What makes us love the villain?
A good villain can make or break a story. Our heroes need someone to root against, someone we can hate, someone who makes us love our main characters even more. If our villain falls flat, oftentimes our story will too. The cardboard cutout villains with no ulterior motives just don’t make for a good story. Give me your complex villains that we can love in our own way. The evildoers that we can sympathize with because we realize that given the right set of circumstances that could be you. The villain is the hero of his own story after all.

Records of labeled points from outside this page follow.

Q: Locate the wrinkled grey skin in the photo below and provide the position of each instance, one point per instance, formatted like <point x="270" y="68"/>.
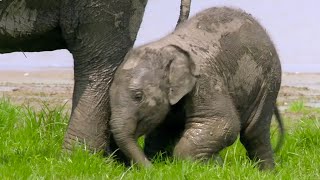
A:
<point x="98" y="33"/>
<point x="215" y="77"/>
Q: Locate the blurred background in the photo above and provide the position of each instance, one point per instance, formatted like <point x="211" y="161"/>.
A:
<point x="293" y="25"/>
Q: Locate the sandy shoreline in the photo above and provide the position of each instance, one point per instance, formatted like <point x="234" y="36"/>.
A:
<point x="55" y="85"/>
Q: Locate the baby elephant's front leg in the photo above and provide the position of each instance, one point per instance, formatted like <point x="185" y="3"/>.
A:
<point x="204" y="137"/>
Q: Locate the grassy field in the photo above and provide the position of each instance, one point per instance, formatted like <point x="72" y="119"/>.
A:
<point x="30" y="148"/>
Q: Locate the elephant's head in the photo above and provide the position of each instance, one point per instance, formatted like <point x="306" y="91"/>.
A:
<point x="147" y="83"/>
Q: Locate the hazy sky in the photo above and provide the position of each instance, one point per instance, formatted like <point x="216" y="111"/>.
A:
<point x="293" y="25"/>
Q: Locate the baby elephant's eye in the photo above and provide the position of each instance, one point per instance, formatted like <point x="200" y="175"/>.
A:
<point x="137" y="96"/>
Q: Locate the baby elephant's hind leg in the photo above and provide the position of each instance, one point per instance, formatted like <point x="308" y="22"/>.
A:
<point x="256" y="135"/>
<point x="208" y="132"/>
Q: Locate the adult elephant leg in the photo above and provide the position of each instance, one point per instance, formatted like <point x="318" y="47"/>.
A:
<point x="99" y="34"/>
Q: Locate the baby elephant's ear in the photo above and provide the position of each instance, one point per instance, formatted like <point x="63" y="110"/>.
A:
<point x="182" y="74"/>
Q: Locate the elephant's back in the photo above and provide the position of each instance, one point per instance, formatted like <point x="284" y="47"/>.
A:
<point x="232" y="47"/>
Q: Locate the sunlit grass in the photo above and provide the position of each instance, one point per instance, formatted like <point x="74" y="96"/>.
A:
<point x="31" y="141"/>
<point x="297" y="106"/>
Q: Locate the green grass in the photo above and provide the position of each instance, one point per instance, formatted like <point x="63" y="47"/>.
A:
<point x="297" y="106"/>
<point x="31" y="141"/>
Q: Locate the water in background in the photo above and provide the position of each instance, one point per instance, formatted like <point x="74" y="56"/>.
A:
<point x="63" y="59"/>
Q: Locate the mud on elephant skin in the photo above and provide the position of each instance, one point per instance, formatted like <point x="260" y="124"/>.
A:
<point x="98" y="34"/>
<point x="215" y="77"/>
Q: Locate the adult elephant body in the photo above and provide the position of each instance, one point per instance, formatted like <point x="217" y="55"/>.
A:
<point x="214" y="77"/>
<point x="98" y="34"/>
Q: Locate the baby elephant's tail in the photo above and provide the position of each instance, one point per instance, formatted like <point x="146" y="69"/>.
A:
<point x="281" y="129"/>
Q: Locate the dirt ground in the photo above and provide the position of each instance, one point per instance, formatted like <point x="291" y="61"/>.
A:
<point x="55" y="85"/>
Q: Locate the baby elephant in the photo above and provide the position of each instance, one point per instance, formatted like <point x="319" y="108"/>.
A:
<point x="215" y="77"/>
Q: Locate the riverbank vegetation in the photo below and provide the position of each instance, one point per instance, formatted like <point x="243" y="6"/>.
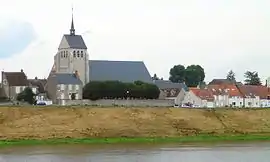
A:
<point x="146" y="140"/>
<point x="118" y="124"/>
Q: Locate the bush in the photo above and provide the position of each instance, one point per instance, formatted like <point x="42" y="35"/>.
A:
<point x="26" y="95"/>
<point x="114" y="89"/>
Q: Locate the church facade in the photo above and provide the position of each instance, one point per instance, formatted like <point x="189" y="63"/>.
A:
<point x="72" y="69"/>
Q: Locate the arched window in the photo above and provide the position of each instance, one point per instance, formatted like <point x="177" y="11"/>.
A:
<point x="81" y="53"/>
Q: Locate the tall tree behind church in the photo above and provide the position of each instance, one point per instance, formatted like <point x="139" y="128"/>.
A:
<point x="252" y="78"/>
<point x="193" y="75"/>
<point x="231" y="76"/>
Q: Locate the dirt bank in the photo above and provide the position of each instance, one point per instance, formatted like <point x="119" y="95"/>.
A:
<point x="50" y="122"/>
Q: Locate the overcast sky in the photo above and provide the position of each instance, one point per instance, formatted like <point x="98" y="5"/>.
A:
<point x="219" y="35"/>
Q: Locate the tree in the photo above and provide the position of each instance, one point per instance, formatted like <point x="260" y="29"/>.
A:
<point x="26" y="95"/>
<point x="155" y="77"/>
<point x="114" y="89"/>
<point x="231" y="76"/>
<point x="194" y="75"/>
<point x="252" y="78"/>
<point x="177" y="74"/>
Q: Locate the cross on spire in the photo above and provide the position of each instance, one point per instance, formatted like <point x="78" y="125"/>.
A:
<point x="72" y="29"/>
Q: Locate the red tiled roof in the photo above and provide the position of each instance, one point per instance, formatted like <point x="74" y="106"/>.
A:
<point x="204" y="94"/>
<point x="253" y="90"/>
<point x="229" y="89"/>
<point x="171" y="92"/>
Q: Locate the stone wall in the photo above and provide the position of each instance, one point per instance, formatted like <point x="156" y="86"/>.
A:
<point x="136" y="103"/>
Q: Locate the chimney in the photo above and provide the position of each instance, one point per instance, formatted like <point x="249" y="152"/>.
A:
<point x="76" y="74"/>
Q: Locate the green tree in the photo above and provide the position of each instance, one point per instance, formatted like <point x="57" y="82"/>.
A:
<point x="194" y="75"/>
<point x="231" y="76"/>
<point x="252" y="78"/>
<point x="177" y="74"/>
<point x="26" y="95"/>
<point x="115" y="89"/>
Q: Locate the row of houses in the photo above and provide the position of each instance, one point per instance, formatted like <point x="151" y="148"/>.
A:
<point x="218" y="93"/>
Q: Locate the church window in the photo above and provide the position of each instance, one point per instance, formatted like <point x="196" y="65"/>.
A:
<point x="81" y="53"/>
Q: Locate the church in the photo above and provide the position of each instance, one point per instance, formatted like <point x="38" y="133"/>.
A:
<point x="72" y="68"/>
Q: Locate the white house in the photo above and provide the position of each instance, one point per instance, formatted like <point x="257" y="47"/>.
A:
<point x="170" y="90"/>
<point x="199" y="98"/>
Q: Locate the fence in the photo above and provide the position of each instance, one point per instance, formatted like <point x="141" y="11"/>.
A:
<point x="135" y="102"/>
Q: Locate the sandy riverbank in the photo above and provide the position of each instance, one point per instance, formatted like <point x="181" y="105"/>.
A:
<point x="116" y="122"/>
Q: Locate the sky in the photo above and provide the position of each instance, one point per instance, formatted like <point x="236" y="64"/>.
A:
<point x="219" y="35"/>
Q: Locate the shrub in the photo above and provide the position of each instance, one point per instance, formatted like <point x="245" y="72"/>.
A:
<point x="114" y="89"/>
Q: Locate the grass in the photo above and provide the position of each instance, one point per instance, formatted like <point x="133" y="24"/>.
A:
<point x="139" y="140"/>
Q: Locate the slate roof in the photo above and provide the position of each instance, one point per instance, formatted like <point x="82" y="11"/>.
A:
<point x="166" y="84"/>
<point x="40" y="83"/>
<point x="63" y="78"/>
<point x="124" y="71"/>
<point x="16" y="78"/>
<point x="204" y="94"/>
<point x="72" y="41"/>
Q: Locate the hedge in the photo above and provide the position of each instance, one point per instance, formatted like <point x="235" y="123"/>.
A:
<point x="95" y="90"/>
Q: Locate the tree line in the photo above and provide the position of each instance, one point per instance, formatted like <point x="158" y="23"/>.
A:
<point x="95" y="90"/>
<point x="194" y="75"/>
<point x="251" y="77"/>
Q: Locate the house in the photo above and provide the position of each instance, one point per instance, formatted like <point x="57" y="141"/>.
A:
<point x="221" y="96"/>
<point x="39" y="83"/>
<point x="199" y="98"/>
<point x="170" y="90"/>
<point x="14" y="83"/>
<point x="255" y="95"/>
<point x="40" y="92"/>
<point x="251" y="96"/>
<point x="223" y="81"/>
<point x="62" y="86"/>
<point x="235" y="98"/>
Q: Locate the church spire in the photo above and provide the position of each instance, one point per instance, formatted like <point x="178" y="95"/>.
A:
<point x="72" y="29"/>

One of my favorite villains in recent pop culture is Zod from the Man of Steel movie. Zod is not evil, per se. Since birth he has been bred for one purpose: to protect Krypton. And he fails. Miserably. As in the planet implodes on itself, but not before General Zod and his comrades are blasted into space for their crimes. And their heinous acts? Acting against the government to do what he felt needed to be done to preserve his species. Fast forward a few decades and Kal-El is on planet Earth holding the only key to re-create Krypton, the planet Zod dedicated his life to protect. Of course, Zod’s master plan involves annihilating the human race and recolonizing Earth to allow the rebirth of his people. Superman just ain’t having that.
Evil plans aside, we would have no movie if it weren’t for Zod. The entirety of the plot is moved forward as Kal-El struggles with his identity and fitting in on a planet where he doesn’t belong. So when Zod threatens to destroy it all, Kal’El must react. Without Zod, we have a Nicholas Sparks novel. Yuck.
And if you want to get to the crux of the matter, Zod isn’t necessarily evil: He was born and bred for the sole purpose of protecting his people and he sees Earth as his chance for redemption. How does that make him evil? On top of it, he doesn’t believe what’s he’s doing is evil.
These types of motivation make for the best villains, in my opinion. It’s easy for me to look down on the big bad evil who kills for fun, or those that kill for a litany of other problems: money, power, revenge, or jealousy. But those sympathetic characters are the ones we love to hate. And boy do we love them.